Intendiamoci: tutti i presidenti della Repubblica italiana, a partire da Einaudi, hanno sempre cercato di travalicare i limiti costituzionali, o se preferite di saggiare l’asticella (teoricamente infatti il presidente di poteri ne ha eccome, anche se in pratica sono sempre tarpati). Però credo che questo di Nappy sia il nuovo record assoluto, niente male per uno che ha iniziato il settennato sembrando assolutamente inane… nemmeno il buonanima di Cossiga è riuscito a fare un cambiamento simile. Che il tutto sia un bene o un male a lungo termine – nell’immediato mi sa che fosse l’unica mossa possibile – lo vedremo a tempo debito.

Ultimo aggiornamento: 2011-11-10 11:22

faide a destra

Non sono mai riuscito a capire la differenza tra Libero e Il Giornale. D’altra parte, visto che ogni anno o due si scambiavano i direttori, la mia sensazione è che siano come quelle (rare) coppie di comici dove non c’è uno che fa la spalla (Ollio o Gaspare) all’altro (Stanlio o Zuzzurro), ma entrambi siano pronti a prendere un ruolo oppure l’altro a seconda delle occasioni: il tutto ad majorem Silvii gloria.
Però in questa situazione da fine dell’impero anche questa strana coppia sta scoppiando: lo si può vedere bene da questo articolo del Giornale.

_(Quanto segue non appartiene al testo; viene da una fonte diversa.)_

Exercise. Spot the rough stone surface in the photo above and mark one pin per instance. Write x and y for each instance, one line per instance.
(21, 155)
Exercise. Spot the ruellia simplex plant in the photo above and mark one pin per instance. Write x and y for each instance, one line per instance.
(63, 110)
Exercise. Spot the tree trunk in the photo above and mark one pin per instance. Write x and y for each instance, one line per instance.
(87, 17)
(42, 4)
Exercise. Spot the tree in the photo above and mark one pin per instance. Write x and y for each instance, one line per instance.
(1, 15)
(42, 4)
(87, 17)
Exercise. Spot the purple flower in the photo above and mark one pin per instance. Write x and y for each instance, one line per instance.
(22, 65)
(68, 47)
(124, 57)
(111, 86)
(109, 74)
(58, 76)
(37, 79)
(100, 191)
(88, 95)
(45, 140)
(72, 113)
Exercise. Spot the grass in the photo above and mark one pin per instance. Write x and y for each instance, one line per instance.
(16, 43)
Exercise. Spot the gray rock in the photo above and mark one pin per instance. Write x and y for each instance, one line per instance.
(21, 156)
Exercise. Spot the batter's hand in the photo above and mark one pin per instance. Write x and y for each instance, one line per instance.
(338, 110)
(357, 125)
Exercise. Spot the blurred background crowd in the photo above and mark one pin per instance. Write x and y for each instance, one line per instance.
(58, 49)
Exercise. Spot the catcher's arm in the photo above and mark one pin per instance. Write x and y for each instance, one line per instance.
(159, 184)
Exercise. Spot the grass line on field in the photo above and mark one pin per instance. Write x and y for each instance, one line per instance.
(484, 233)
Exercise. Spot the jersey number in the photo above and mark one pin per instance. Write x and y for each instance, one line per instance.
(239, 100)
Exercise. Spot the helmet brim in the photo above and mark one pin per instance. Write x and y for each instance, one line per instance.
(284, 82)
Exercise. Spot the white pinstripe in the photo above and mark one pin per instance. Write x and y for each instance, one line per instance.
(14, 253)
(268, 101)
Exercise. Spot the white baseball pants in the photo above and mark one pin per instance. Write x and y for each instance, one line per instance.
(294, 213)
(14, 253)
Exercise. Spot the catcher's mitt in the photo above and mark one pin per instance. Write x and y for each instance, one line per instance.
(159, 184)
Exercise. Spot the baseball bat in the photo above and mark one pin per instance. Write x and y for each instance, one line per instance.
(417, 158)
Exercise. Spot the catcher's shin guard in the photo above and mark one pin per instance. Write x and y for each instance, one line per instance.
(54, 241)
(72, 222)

Riassunto delle puntate precedenti: il vicedirettore di Libero Franco Bechis ieri annuncia che Berlusconi si dimetterà, e l’ha saputo da fonte certa. Quando il PresConsMin nega il tutto, Bechis si arrabbia e pubblica l’audio della telefonata che ha avuto, per mostrare che le cose lui non se le inventa. Le voci sono alterate, ma è chiaro che Bechis non sa assolutamente come si fa ad alterare seriamente una voce (glielo spiego io: d’accordo modificare il pitch, ma lo bisogna fare in modo non uniforme né regolare, e già che uno è lì a pasticciare con i programmi audio un po’ di modifiche sempre casuali della velocità sono utili. In questo modo fare il reverse engineering non è banale), e quindi qualcuno è subito riuscito a riportare la voce al suo tono naturale e scoprire che la gola profonda è Guido Crosetto. Dopo un po’ di negazioni, il sottosegretario ammette che la voce è sua, arrabbiandosi – giustamente, direi che potrebbe anche denunciarlo – con Bechis che l’ha registrato a sua insaputa.
Non mi metto a piangere né per il mio coetaneo né per Bechis: invece sorrido nel leggere che questa grande opera di intelligence non è stata fatta da Repubblica o dall’Unità o dal Fatto Quotidiano, bensì appunto dal Giornale. Ah, questa stampa comunista!